Rusya’nın ardından ABD ve İngiltere'nin başını çektiği Batı Emperyalizmi de Hindikuş dağlarında yenildi. Ellerinde en güçlü silahlar, teknoloji ağları, iletişim araçları ve eğitimli askerler olmasına ve dünya çapında propaganda gücüne sahip olmalarına rağmen bir avuç Afganlı karşısında çil yavrusu gibi dağılmak zorunda kaldılar. Bu dağılma sadece askeri olarak değil, aynı zamanda ekonomik ve uluslar arası itibar olarak da... Kısaca NATO denilen Emperyalizm Ordusu Afganistan'da amiyane tabirle "madara" oldu. Her gün onlarca NATO askerinin ölümü ve yaralanması, NATO üssü baskını haberleri geliyor. Batı emperyalizmi Kabil'e sıkışmış durumda… Yerinden kımıldayamıyor. Karzai hükümeti ise artık yerel bir kasaba kaymakamlığı gibi duruyor… Ve dışarıda da artık Taliban resmi temsiscilik-elçilik açacak kadar zaferini ilan ediyor… Haber şöyle; Taliban Katar'da, Katar hükümeti tarafından da tanınan ve uluslar arası diplomatik güvenliği ve geçerliliği olan bir “siyasi temsilcilik” açtı. Katar'da açılan siyasi temsilcilikle birlikte uluslararası meşruiyetinin tanınmasına bir adım daha atan Taliban, önümüzdeki günlerde nasıl bir politika izleyeceğini açıkladı. Taliban'ın yaptığı açıklama: 
"Herkes, Afganistan İslam Emirliği'nin cihad ettiğini, Afganistan işgalini sona erdirmeye çalıştığını ve Afganistan'da bağımsız İslam hükümeti kurmaya çalıştığını ve bunun için yasal olan bütün metodları kullandığını biliyor.
Afganistan İslam Emirliği'nin Afganistan sınırları içinde hem askeri hem de politik amaçları vardır. Afganistan İslam Emirliği kendi topraklarından başka ülkelere zarar vermek istemiyor. Ayrıca başkalarının Afganistan topraklarını kullanarak, başka ülke halklarına bir tehlike oluşturmasına da izin vermeyecektir.

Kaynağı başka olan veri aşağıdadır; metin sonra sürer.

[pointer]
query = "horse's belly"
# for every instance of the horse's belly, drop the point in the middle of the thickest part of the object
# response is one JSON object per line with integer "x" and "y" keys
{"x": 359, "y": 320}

Afganistan İslam Emirliği, komşuları da dahil diğer dünya ülkeleri ile karşılıklı saygı temeline dayalı samimi ilişkiler istiyor ve uluslararası seviyede olduğu gibi kendi halkı için de güvenlik istiyor. Afganistan İslam Emirliği şüphesiz ki, ülkesini işgalden kurtarmayı dini ve ulusal zorunluluk olarak görmektedir ve bunun için meşru tüm metotları kullanmakta olup, kullanmaya da devam edecektir.
Zulüm gören her halkın mücadelesini, kendi hakları ve bağımsızlığı için çalışmasını yasal hakları olarak görüyoruz, çünkü her halk emperyalizmden özgürleşmeyi ve kendi haklarına kavuşmayı hak eder.